Ross Clark Ross Clark

Paul Ehrlich’s bad ideas won’t go away

paul ehrlich
Paul Ehrlich (Getty)

I am sorry to hear of the death of Stanford University Professor of Biology Paul R. Ehrlich at the age of 93, but to read his writings you wonder whether it is an event he might actually want us to celebrate. It does, after all, mean one less mouth to feed. Just another 6.5 billion people to go and we will be down to what in 2018 he stated was the world’s optimum population of between 1.5 to 2 billion.

Ehrlich’s 1968 book, The Population Bomb – written with his wife Anne whose name his publisher famously kept off the front cover – established Ehrlich as the world’s latter-day Malthusian-in-chief. There is one agreeable aspect to holding that position: you can never really be proved absolutely wrong because, reductio ad absurdum, if the world’s population carried on growing indefinitely then we would eventually reach the point at which it would become unsustainable – somewhat before we were all standing shoulder to shoulder. You can go on claiming, as Ehrlich did for the last 50 years of his life, that you are essentially right, but just that your timing might not quite be accurate.

“The battle to feed all of humanity is over,” Ehrlich declared in The Population Bomb. “In the 1970s hundreds of millions of people will starve to death in spite of any crash programs embarked upon now. At this late date nothing can prevent a substantial increase in world death rate.”

Hungry kids in Africa were often brought up in the 1970s but, no, “hundreds of millions” did not die of hunger either then or since. In the event, global life expectancy increased from 55.6 years in 1968 to 73.2 in 2023. The sharpest rise has been in developing countries: in Africa, life expectancy was up from 44.6 years in 1968 to 63.8 years in 2023. It is hard to find comparable figures for global hunger going back half a century, but the UN estimates that 12.7 percent of the global population were malnourished in 2000, falling to 8.2 percent in 2024. Ehrlich, many of whose sentiments were of an anti-capitalist nature, failed completely to see that technology and enterprise would keep food production rising ahead of population.

He also failed to foresee that industrialization would lead to human societies regulating their own population growth – even though by 1968 this was already evident in western countries. The richer the world has become, the lower the birth rate has fallen. So, no, we don’t need his somewhat unpleasant suggestions as to how governments might mitigate the disaster he predicted. He wanted sterilization programs and taxes on large families which would rise with every extra child born to a couple. He also wanted couples to be allowed to choose the sex of their babies (or at least the babies they allowed to be born), so they wouldn’t need to keep on having children in the hope of having a son. 

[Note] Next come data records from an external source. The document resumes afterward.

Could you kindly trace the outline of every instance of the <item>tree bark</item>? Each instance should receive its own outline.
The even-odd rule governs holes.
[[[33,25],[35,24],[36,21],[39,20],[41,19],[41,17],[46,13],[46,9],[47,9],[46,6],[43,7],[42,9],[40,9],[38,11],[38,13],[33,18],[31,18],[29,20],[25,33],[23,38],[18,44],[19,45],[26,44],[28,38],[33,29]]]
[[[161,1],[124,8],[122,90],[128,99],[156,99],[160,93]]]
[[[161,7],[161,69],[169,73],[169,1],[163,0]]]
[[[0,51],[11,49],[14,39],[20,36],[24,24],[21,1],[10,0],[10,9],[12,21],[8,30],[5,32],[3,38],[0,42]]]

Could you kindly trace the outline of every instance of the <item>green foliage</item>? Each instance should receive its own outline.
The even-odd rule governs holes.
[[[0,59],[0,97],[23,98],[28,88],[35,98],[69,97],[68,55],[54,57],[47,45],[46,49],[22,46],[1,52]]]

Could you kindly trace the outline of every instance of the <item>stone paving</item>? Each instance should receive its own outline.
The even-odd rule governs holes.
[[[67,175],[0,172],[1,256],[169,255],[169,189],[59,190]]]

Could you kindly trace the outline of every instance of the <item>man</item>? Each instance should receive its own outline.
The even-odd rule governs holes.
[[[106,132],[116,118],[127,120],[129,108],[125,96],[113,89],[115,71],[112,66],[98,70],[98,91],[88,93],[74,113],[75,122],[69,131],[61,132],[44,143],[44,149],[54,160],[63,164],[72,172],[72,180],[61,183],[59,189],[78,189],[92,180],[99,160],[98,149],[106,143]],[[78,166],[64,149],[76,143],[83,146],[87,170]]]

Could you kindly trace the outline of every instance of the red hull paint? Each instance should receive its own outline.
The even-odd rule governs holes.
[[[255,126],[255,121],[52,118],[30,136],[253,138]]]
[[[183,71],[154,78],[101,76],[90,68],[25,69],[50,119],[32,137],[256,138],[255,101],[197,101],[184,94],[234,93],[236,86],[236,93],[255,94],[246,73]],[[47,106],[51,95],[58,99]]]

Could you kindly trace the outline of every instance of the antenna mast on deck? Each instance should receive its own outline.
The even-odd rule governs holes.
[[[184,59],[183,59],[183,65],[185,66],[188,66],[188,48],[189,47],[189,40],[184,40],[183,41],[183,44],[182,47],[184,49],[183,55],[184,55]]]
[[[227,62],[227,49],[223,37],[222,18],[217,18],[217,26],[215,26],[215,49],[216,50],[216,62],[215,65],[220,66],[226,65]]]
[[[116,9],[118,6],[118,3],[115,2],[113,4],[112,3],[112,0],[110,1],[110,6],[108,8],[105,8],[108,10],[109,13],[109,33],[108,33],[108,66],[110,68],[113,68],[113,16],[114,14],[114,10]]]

What is especially remarkable about Ehrlich is how he was lionized by the left in spite these fascistic proposals. The Guardian ran a friendly interview in 2018, letting him get away with the claim that actually he was right when plainly he was wrong. Yes, that is the same Guardian which blasted George Osborne for limiting child benefit for a household’s first two children. The left’s approval of Ehrlich exposes another inconsistency in its thinking. What Ehrlich and his think-a-likes say on a global scale is not tolerated when others make a similar point on a national scale. Say that the world is overcrowded and cannot possibly cope with many more people because they will all trample over its resources and you are an enlightened thinker. Say the same about migration to Britain, on the other hand, and you are a fascist. Ehrlich may have died, but we will not have seen the last of the Malthusian left. The idea that humans are like rabbits on a fox-less island, doomed to breed to the point of self-destruction, is bound to survive him.